Enexis Netbeheer, one of the largest energy grid operators in the Netherlands, has partnered with Xomnia to use AI and data to better accommodate the renewable energy transition in the country. Xomnia, alongside other partners, has provided consultancy services and training solutions to grow the capabilities of Enexis’ data team.
Using AI and data, Enexis aims to more accurately estimate the energy need and loss on its grid, explore the possibilities of predictive maintenance and decision-supporting dashboards, among other uses. Its data team will use the necessary data science and engineering skills to overcome various challenges through data-driven solutions.
Enexis aims to build their data science capabilities within the organization to become independent of external parties. Alongside creating value through use cases, Xomnia delivered the expertise that helped in building and organizing the team, together with creating value through use cases.

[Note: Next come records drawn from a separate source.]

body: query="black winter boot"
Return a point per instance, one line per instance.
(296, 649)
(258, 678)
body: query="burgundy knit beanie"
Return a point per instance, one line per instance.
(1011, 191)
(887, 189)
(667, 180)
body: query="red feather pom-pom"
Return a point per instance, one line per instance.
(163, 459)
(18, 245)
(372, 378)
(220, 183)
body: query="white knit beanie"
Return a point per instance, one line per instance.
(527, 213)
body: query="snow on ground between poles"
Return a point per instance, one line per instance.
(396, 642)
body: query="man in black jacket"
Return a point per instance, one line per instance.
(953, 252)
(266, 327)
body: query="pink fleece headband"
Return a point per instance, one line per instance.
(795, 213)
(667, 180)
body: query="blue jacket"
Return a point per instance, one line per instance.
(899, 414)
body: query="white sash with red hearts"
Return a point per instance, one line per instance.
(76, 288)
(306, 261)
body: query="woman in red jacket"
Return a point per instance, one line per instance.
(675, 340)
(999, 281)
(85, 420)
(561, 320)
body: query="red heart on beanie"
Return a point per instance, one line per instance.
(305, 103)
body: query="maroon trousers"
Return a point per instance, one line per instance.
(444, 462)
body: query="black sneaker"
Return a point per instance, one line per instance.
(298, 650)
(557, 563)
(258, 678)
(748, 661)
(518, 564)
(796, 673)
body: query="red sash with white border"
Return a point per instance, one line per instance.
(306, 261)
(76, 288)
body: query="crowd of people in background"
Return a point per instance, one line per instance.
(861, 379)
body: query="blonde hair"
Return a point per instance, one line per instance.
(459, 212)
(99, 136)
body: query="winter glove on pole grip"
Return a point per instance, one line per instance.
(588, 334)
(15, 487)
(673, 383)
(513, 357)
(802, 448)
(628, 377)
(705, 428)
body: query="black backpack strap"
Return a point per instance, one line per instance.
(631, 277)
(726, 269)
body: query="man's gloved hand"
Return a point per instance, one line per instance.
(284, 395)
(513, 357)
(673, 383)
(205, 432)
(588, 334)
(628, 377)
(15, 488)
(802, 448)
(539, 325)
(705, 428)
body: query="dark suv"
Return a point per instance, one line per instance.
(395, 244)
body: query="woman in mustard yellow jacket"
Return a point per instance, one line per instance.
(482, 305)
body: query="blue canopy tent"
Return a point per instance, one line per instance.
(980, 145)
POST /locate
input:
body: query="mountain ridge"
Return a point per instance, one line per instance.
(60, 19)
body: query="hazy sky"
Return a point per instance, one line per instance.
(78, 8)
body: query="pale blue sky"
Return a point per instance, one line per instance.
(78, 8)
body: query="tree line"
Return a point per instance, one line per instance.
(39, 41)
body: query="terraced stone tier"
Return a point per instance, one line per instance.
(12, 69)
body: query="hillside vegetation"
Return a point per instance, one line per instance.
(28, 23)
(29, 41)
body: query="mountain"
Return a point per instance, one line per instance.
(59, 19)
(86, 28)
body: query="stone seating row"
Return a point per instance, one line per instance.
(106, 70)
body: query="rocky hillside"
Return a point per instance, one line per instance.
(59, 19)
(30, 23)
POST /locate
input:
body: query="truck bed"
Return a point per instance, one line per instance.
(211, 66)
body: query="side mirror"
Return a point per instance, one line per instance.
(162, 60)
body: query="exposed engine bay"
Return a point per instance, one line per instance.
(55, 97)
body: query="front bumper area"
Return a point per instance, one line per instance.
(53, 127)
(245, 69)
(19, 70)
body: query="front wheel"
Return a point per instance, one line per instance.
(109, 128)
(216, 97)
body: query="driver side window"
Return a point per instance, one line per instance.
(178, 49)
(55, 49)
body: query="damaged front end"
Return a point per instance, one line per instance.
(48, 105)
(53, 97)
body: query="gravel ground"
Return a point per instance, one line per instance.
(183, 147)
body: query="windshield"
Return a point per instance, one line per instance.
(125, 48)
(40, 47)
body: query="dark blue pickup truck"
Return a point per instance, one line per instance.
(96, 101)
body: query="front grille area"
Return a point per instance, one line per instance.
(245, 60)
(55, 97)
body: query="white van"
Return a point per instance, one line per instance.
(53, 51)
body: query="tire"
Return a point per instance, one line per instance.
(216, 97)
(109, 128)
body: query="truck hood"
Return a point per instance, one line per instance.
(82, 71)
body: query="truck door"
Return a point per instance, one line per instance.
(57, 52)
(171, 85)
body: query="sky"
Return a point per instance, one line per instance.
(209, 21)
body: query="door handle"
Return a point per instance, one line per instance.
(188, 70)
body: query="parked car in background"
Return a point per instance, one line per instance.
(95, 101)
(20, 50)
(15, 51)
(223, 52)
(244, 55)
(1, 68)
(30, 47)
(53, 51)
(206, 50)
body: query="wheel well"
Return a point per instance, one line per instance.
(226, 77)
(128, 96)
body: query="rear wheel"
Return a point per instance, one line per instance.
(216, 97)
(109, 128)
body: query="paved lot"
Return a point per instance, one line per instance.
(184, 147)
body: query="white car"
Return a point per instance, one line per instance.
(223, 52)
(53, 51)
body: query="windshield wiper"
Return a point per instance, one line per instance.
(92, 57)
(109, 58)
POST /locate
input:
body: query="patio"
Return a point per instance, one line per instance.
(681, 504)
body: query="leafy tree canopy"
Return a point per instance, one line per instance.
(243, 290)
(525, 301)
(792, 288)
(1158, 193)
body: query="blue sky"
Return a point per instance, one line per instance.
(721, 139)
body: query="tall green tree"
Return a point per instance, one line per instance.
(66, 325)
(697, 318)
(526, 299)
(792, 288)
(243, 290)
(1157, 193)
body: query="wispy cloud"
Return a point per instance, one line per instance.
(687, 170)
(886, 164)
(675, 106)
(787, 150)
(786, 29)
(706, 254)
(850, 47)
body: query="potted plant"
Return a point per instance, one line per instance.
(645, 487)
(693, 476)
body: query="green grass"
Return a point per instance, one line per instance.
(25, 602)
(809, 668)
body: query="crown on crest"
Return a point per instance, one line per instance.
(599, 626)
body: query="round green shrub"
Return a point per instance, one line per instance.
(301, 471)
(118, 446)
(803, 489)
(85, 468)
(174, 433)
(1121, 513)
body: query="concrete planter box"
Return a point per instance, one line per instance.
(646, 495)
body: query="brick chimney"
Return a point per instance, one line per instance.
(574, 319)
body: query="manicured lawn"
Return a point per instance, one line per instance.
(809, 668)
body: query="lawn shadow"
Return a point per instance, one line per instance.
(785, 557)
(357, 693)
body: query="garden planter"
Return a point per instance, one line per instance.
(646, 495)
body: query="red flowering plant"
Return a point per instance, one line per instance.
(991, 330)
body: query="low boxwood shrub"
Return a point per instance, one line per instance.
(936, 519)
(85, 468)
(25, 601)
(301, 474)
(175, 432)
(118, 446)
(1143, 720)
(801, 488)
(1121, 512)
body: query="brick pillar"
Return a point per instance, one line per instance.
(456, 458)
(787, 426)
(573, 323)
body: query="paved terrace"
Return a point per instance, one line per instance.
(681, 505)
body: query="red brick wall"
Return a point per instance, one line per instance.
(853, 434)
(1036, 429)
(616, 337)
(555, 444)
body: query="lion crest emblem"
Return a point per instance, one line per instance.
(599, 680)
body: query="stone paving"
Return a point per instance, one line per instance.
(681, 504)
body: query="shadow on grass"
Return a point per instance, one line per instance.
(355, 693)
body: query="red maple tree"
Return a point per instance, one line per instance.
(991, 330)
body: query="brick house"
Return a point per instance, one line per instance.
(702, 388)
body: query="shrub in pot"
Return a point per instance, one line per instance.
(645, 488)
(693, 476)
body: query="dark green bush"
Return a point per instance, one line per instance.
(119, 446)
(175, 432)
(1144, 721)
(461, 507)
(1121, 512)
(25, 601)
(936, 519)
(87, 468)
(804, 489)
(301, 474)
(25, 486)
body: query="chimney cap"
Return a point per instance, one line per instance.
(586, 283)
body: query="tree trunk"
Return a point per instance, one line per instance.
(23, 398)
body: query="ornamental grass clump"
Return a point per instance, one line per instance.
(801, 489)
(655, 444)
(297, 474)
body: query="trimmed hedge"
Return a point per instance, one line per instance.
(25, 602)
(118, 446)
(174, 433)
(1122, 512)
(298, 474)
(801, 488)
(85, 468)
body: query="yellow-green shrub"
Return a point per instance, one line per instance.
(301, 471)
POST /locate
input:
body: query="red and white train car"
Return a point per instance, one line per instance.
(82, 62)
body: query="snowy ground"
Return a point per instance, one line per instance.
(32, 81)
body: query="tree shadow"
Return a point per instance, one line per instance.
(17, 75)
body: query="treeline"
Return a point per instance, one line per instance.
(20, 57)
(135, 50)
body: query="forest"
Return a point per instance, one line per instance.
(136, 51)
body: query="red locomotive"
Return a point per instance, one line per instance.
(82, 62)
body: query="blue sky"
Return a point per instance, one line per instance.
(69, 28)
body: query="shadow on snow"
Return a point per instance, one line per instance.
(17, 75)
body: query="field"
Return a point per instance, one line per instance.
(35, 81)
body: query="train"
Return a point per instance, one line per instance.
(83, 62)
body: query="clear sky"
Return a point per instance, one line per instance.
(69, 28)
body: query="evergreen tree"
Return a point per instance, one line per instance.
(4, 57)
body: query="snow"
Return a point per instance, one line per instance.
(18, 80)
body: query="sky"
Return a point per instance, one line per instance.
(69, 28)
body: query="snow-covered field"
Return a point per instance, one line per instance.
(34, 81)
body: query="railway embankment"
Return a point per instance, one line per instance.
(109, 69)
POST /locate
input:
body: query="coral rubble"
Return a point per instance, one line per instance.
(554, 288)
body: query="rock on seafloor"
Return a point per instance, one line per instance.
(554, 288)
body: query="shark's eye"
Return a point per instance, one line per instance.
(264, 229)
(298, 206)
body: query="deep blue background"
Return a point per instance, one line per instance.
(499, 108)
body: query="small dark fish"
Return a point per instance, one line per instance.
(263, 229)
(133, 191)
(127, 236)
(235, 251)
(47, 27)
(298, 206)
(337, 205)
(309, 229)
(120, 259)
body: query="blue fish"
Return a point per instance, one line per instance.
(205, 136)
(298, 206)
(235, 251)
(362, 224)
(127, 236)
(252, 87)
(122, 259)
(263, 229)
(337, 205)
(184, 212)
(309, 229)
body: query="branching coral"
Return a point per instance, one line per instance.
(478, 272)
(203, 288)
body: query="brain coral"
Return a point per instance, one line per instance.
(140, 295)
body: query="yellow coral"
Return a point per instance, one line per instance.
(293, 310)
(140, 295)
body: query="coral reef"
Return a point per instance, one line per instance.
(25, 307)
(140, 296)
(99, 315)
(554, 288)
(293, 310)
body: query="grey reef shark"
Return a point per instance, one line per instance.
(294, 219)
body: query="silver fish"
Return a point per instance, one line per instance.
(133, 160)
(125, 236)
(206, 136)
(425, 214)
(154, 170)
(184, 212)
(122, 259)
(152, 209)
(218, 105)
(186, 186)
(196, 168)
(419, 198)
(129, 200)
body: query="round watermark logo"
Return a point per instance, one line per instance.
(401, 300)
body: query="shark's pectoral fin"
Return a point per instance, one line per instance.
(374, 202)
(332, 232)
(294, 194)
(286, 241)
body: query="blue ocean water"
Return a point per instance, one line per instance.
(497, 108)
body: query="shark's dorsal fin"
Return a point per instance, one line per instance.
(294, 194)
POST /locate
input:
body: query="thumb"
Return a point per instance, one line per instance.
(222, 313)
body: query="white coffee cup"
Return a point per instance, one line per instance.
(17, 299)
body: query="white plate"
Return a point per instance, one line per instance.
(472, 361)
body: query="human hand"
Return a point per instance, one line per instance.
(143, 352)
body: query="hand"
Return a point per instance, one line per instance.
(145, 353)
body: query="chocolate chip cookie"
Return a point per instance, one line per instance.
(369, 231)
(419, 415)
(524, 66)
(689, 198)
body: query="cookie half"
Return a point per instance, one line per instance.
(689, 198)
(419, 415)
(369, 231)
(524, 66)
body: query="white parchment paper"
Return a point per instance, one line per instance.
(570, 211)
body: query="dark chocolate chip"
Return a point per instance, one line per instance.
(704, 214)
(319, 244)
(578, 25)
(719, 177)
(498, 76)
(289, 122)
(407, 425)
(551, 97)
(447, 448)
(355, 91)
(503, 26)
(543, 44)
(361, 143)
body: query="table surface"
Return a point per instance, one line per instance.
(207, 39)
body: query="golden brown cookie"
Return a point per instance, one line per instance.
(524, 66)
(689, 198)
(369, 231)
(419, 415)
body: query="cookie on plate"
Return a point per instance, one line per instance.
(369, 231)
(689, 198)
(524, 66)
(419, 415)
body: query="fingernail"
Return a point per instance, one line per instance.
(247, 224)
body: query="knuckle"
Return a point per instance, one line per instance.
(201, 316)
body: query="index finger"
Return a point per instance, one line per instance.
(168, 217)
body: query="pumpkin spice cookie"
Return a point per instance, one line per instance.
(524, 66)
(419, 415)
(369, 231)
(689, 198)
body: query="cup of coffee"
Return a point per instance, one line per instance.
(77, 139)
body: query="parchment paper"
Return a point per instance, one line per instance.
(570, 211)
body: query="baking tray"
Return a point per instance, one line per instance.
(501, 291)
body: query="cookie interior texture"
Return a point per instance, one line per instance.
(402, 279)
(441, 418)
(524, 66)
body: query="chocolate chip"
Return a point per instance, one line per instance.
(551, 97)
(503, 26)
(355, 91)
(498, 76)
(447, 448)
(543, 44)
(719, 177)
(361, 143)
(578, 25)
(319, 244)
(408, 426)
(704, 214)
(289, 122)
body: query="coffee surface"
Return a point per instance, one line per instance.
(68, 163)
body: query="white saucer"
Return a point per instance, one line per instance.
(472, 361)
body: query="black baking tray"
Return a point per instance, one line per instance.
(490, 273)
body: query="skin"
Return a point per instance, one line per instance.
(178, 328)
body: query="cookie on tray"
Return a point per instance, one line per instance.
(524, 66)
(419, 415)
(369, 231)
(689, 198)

Jaap Kohlmann, Sr. DSO architect, Enexis
Enexis Netbeheer distributes gas and electricity to approximately 2.8 million households, businesses, and official agencies in the Netherlands. As the country transitions to using more renewable energy sources, its energy landscape has dramatically changed, introducing a host of new challenges that impact the grid operator.
Examples of challenges include the need to connect the many new energy sources being constructed in the Netherlands to a strong grid, which tends to be especially challenging in the case of solar and wind farms located in remote areas.
In addition, there is the need to accommodate the increasing need for electricity across the country, as some municipalities transition from using gas to being completely reliant on electricity, and as more charging stations for electric cars spread across cities.
Moreover, Enexis needs to accurately predict the demand for electricity within its grid, which is becoming increasingly challenging as more solar panels and electric vehicles generate electricity locally within households, sometimes even providing energy back to the grid.
To better understand this increasingly complex landscape, and to make informed decisions based on data, Enexis has partnered with Xomnia and other partners to harness the power of data science, and more resiliently handle the transition to renewable energy.
Enexis is collecting more data about the electric grid and its status, like the voltage, quality of signal, and others. This is done using internet of things (IoT) devices, which deliver millions of data points about the grid every day.
Enexis decided to build a data science capability in-house to start analyzing this data and to use it to create data-driven solutions to overcome business challenges. To achieve this, it collaborated with Xomnia, among others, to create tailor-made training programs to support it in creating an internally-built, effective data science division.
Enexis also strengthened their data team with a machine learning engineer and a data engineer from Xomnia, one of whom has now officially joined Enexis as a full-time employee. The engineers carried out different projects, and shared best practices to approach use cases.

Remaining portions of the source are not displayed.